Consider the list of issues the church has failed to deal with credibly since the 1960s: premarital and extramarital sex; remarriage; contraception; divorce; homosexuality; the role of women in ministry and women’s ordination; and the celibacy of the clergy. All have to do with sexuality.
Very few Catholics are looking to the church for moral guidelines in relation to any of these questions anymore. And why would they? After all, the church’s teaching on sexuality continues to insist that all intentionally sought sexual pleasure outside marriage is gravely sinful, and that every act of sexual intercourse within marriage must remain open to the transmission of life. The last pope, and most probably the present, took the view that intercourse, even in marriage, is not only “incomplete”, but even ceases to be an act of love, if contraception is used. Such pronouncements are so much at variance with the lived experience of most people as to undermine terminally the church’s credibility in the area of intimate relationships.

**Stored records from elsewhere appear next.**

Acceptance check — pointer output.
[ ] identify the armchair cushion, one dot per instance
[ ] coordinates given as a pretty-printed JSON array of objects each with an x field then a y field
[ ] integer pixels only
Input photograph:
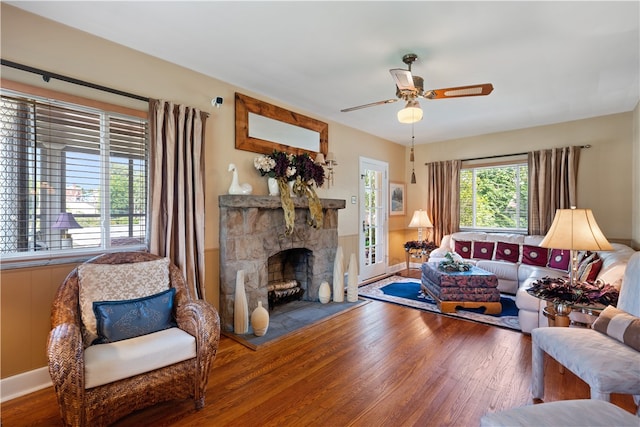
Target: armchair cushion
[
  {"x": 120, "y": 320},
  {"x": 620, "y": 325},
  {"x": 111, "y": 362},
  {"x": 111, "y": 282}
]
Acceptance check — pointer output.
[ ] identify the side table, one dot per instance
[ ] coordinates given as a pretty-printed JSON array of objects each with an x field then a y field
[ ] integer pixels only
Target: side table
[{"x": 417, "y": 250}]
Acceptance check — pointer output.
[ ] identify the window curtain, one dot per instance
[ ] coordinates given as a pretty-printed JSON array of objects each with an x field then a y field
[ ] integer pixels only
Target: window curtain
[
  {"x": 553, "y": 176},
  {"x": 177, "y": 188},
  {"x": 443, "y": 198}
]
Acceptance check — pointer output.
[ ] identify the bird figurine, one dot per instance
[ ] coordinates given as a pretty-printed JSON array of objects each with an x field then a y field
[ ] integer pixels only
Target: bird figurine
[{"x": 236, "y": 188}]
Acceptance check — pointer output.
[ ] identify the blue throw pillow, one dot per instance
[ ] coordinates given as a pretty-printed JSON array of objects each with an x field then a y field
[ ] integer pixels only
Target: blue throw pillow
[{"x": 121, "y": 320}]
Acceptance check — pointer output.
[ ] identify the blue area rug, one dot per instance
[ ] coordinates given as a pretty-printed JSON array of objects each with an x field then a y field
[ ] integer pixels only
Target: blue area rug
[{"x": 406, "y": 292}]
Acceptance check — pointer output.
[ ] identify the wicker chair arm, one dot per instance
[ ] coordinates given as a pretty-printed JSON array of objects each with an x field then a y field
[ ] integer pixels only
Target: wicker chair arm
[
  {"x": 201, "y": 319},
  {"x": 65, "y": 353}
]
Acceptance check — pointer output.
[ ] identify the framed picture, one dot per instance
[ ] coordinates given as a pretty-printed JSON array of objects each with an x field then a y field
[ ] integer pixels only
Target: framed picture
[{"x": 397, "y": 198}]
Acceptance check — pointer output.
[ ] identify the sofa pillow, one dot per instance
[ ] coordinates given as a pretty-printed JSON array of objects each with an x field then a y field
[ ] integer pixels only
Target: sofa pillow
[
  {"x": 121, "y": 320},
  {"x": 507, "y": 252},
  {"x": 463, "y": 248},
  {"x": 112, "y": 282},
  {"x": 589, "y": 267},
  {"x": 560, "y": 259},
  {"x": 535, "y": 255},
  {"x": 619, "y": 325},
  {"x": 483, "y": 250}
]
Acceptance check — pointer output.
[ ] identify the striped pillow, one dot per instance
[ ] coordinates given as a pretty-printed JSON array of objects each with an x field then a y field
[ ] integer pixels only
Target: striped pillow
[{"x": 620, "y": 325}]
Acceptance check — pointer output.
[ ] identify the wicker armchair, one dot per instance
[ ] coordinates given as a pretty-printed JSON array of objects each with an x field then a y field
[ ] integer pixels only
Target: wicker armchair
[{"x": 102, "y": 405}]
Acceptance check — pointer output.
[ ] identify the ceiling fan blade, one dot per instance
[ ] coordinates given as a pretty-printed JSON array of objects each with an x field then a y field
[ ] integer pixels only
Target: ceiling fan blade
[
  {"x": 388, "y": 101},
  {"x": 403, "y": 78},
  {"x": 460, "y": 91}
]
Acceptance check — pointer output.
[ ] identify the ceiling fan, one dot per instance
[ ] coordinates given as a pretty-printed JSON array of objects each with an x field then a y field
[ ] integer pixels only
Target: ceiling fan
[{"x": 410, "y": 87}]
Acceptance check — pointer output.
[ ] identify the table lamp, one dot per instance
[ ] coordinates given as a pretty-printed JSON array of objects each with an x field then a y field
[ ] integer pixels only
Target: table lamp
[
  {"x": 576, "y": 230},
  {"x": 420, "y": 220},
  {"x": 64, "y": 222}
]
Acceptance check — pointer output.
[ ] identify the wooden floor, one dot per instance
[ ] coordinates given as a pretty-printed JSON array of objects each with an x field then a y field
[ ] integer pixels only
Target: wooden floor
[{"x": 377, "y": 365}]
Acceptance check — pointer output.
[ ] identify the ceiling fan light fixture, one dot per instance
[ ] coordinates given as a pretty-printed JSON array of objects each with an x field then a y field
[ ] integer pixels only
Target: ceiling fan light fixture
[{"x": 411, "y": 113}]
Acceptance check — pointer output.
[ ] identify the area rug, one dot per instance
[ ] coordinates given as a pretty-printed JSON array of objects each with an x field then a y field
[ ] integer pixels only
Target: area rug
[
  {"x": 406, "y": 292},
  {"x": 293, "y": 317}
]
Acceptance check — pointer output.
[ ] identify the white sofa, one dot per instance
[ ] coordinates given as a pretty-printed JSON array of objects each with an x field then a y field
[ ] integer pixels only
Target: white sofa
[{"x": 515, "y": 277}]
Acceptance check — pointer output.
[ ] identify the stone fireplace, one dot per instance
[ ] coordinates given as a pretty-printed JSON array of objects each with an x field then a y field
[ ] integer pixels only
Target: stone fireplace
[{"x": 252, "y": 232}]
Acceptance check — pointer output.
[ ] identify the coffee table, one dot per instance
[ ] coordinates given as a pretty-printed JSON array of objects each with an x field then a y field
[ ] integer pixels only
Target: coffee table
[{"x": 475, "y": 288}]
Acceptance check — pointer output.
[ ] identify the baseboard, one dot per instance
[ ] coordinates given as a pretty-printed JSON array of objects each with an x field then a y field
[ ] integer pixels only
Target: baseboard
[{"x": 24, "y": 383}]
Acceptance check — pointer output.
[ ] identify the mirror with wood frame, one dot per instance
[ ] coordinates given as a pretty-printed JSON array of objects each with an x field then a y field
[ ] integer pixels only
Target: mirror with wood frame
[{"x": 262, "y": 128}]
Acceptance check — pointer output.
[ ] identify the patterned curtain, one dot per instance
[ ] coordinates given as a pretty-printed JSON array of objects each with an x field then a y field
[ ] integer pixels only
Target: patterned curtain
[
  {"x": 443, "y": 197},
  {"x": 177, "y": 188},
  {"x": 553, "y": 176}
]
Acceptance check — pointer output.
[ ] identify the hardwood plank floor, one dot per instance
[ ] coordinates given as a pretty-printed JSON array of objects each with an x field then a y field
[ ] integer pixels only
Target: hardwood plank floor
[{"x": 376, "y": 365}]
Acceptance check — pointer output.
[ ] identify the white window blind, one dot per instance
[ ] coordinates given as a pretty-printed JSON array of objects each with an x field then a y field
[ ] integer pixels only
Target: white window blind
[{"x": 58, "y": 159}]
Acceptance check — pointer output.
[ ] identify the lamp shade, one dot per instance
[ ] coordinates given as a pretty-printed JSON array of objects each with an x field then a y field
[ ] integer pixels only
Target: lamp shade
[
  {"x": 575, "y": 229},
  {"x": 65, "y": 221},
  {"x": 411, "y": 113},
  {"x": 420, "y": 219}
]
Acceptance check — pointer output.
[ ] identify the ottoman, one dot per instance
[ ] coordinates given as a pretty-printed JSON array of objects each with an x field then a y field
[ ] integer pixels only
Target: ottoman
[
  {"x": 564, "y": 413},
  {"x": 475, "y": 288}
]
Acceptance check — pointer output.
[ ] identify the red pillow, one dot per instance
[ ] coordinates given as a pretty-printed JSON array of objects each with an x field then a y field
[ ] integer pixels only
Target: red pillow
[
  {"x": 535, "y": 255},
  {"x": 508, "y": 252},
  {"x": 560, "y": 259},
  {"x": 463, "y": 248},
  {"x": 483, "y": 250},
  {"x": 589, "y": 267}
]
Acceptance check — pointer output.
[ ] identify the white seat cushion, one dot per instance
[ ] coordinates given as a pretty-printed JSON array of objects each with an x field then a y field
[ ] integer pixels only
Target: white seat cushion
[
  {"x": 608, "y": 366},
  {"x": 105, "y": 363},
  {"x": 563, "y": 413}
]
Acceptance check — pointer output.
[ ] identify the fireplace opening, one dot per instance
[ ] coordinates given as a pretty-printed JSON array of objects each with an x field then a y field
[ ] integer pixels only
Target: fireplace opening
[{"x": 290, "y": 272}]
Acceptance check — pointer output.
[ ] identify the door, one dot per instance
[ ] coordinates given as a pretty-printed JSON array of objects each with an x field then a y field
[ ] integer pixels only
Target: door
[{"x": 373, "y": 218}]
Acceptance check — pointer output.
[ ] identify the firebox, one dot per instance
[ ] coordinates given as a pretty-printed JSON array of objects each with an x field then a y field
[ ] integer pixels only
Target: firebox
[{"x": 290, "y": 272}]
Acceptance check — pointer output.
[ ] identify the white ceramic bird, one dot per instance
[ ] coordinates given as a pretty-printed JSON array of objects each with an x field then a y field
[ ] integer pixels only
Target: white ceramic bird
[{"x": 236, "y": 188}]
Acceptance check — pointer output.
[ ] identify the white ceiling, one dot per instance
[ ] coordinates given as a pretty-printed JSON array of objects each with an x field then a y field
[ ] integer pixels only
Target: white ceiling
[{"x": 549, "y": 61}]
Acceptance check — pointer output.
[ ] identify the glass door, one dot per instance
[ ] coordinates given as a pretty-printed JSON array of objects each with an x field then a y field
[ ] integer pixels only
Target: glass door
[{"x": 373, "y": 218}]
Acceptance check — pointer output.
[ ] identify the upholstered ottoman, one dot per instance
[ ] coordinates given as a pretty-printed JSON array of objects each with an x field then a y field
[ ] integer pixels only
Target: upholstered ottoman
[
  {"x": 469, "y": 289},
  {"x": 595, "y": 413}
]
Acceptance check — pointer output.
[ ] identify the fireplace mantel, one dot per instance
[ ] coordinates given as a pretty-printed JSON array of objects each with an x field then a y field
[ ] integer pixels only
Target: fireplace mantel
[
  {"x": 273, "y": 202},
  {"x": 252, "y": 229}
]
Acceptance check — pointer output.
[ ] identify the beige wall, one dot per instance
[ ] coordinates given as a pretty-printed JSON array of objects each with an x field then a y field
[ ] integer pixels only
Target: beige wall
[
  {"x": 604, "y": 173},
  {"x": 26, "y": 294},
  {"x": 635, "y": 187}
]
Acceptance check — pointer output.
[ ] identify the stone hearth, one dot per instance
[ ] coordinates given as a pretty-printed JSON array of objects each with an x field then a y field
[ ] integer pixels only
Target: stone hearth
[{"x": 252, "y": 229}]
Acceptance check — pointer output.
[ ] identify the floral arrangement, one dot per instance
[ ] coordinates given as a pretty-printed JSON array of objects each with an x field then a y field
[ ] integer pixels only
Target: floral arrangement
[
  {"x": 276, "y": 165},
  {"x": 453, "y": 262},
  {"x": 305, "y": 173},
  {"x": 416, "y": 244},
  {"x": 559, "y": 290},
  {"x": 290, "y": 167}
]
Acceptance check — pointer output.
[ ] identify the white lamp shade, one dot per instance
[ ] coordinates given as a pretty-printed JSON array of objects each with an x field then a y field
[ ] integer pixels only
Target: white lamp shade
[
  {"x": 420, "y": 219},
  {"x": 411, "y": 113},
  {"x": 575, "y": 229}
]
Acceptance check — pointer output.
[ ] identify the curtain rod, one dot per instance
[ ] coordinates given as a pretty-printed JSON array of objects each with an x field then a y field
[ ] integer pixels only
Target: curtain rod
[
  {"x": 46, "y": 76},
  {"x": 497, "y": 156}
]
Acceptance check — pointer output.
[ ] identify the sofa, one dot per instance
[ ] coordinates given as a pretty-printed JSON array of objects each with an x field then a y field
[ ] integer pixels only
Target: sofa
[{"x": 517, "y": 261}]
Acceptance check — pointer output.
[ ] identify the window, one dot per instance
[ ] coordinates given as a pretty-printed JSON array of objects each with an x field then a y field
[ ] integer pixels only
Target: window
[
  {"x": 58, "y": 159},
  {"x": 494, "y": 198}
]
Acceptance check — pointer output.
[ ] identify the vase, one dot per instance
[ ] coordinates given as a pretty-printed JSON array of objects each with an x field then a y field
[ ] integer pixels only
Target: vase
[
  {"x": 272, "y": 183},
  {"x": 240, "y": 307},
  {"x": 260, "y": 320},
  {"x": 338, "y": 277},
  {"x": 352, "y": 280},
  {"x": 324, "y": 293}
]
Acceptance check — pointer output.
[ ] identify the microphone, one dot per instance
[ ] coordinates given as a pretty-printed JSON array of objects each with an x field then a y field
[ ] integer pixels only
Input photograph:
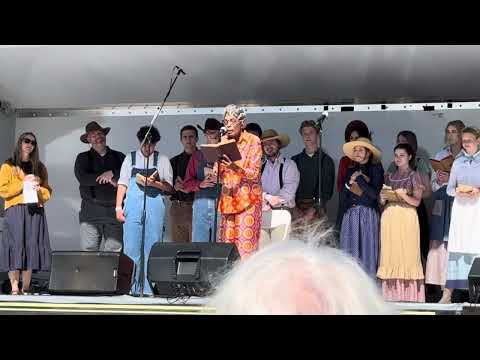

[The church] must confront the root cause of the problem – that the Catholic Church is a powerful homo-social institution, where men are submissive to a hierarchical authority and where women are incidental and dispensable. It’s the purest form of a male hierarchy, reflected in the striking fact that we all collectively refer it to as “the Hierarchy.”
It has all the characteristics of the worst kind of such an institution: rigid in social structure; preoccupied by power; ruthless in suppressing internal dissent; in thrall to status, titles, and insignia, with an accompanying culture of narcissism and entitlement; and at a great psychological distance from human intimacy and suffering.
Most strikingly, it is a culture which is fearful and disdainful of women. As theologian William M Shea observes, “fear of women, and perhaps hatred of them, may well be just what we have to work out of the Catholic system”. Until that institutional misogyny is confronted, the church will be unable to confront the unresolved issue of its teaching on sexuality and the sexuality of the clergy. Instead, celibacy will continue to be used as a prop to the dysfunctional homo-social hierarchy. The hierarchy will continue to project its fear of women on to an obsessive effort to exert control over their wombs, their fertility and their unruly sexual desires. That is the psychology of exclusion.